本連載は「エレクトロニクス実装技術」2014年10月号の記事を転載しています。
2014年6月に「PCI Express」の規格を作成しているPCI-SIGが主催するPCI-SIG Developers Conference 2014がアメリカのサンタクララ・コンベンションセンターで開催されました。
ここで、ここ数年話題になっていた「PCI Express Gen4」についての技術が発表されました。
このPCI Express Gen4は現在、技術評価もほぼ終わり、2014年年末から2015年の前半に規格を発表する予定になっています(「エレクトロニクス実装技術」2014年10月号発行時点)。
この新しい規格について説明する前に、PCI Express規格について簡単に説明します。
PCI Expressは2002年にPCI-SIGによって最初の規格Gen1が発表されたバス規格です。1991年にインテルが発表したPCIバスは32/64ビットのデータを並列で転送する並列データバスで、ほぼ全てのコンピュータに採用されました(図1)。
PCIバスは転送速度を上げたり、5.0Vロジックから3.3Vロジックに電圧を拡張したりしたことで、1.0から3.0までバージョンアップしました。またさらに高速化したPCI-X規格も策定されました。
しかし、多くの並列データを同期させて転送する並列転送バスではデータの同期が困難で、高速化が頭打ちになってしまいました。バスの転送速度はクロック速度と1クロックで並列に転送するビット幅の積になります(図2)。
高速並列バスでは、ビット幅を大きくすると、同期を取るためにクロック速度を下げなければなりません。また、クロック速度を上げるためには、ビット幅を少なくしなければなりません(図3)。
結果として、並列バスでは、これ以上の高速化対応が困難になってなってしまいました。メモリバスは並列で非常に高速ですが、これは4/8ビットと比較的に小さいビット数で転送しています。しかもメモリバスは配線をできるだけ短くして配線しています。
しかし、どのようなコンピュータやインタフェースカードに接続される汎用データバスでも、規格で配線長さを短く制限してしまっては、設計が難しくなり、規格が普及しません。
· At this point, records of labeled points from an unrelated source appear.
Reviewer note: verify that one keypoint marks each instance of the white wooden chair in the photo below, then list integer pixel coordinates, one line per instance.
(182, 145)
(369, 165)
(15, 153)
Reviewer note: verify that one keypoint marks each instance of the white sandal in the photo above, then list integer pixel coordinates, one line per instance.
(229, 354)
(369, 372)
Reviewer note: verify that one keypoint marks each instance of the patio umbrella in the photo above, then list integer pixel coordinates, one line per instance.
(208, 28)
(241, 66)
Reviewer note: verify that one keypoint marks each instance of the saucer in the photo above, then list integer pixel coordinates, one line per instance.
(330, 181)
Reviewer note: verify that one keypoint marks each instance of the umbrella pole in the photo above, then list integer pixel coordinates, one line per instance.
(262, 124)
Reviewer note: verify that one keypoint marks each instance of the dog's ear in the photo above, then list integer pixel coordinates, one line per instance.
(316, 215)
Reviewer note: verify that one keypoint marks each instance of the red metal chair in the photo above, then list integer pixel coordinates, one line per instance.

このため、配線長の制限を緩和し、誰でも安い基板を作れるような規格にする必要があります。
並列バスのデータ転送速度が誰でも設計、製造できる条件で、これ以上高速化するのが困難になり、直列転送方式が浮上しました。
新しい直列転送方式ではデータとクロックを変調をかけて同じ1ビットで送り、受け側で、データからクロックを生成し同期を取ってデータを受信します(図4)。このため、非常に高速にデータを転送することができます。
実際、並列バスのPCI-Xバスでは133MHzのクロックでしたが、少し前に規格化された直列の「PCI Express Gen1」では1.25GHzで、10倍近い速度になっています。しかし、並列バスでは8ビット並列で同程度、16ビット並列にすれば、直列転送方式よりも早くデータが転送できます。このため、PCI Expressでは直列伝送回路(「レーン」と呼びます)を4本・8本・16本と並列に並べ、転送速度を高速化しています。
例えば、8ビットの並列バスと8レーンの直転送を比べてみます。8ビットの並列バスでは1クロックで1バイト(8ビット)のデータが送れます。8クロックでは8バイトのデータが送れます(図5)。
8レーンの直列バスでは1クロックでは8つのデータの最初の1ビットだけ送られ、バイトデータの転送は終わっていません。8クロック目のデータが送られてはじめて、8レーンのデータにおのおののバイトデータの転送が終了します。
つまり、直列方式では、8クロック単位でで8バイトのデータを送ります。並列バスはリアルタイム転送ですが、直列転送はパケット転送になります。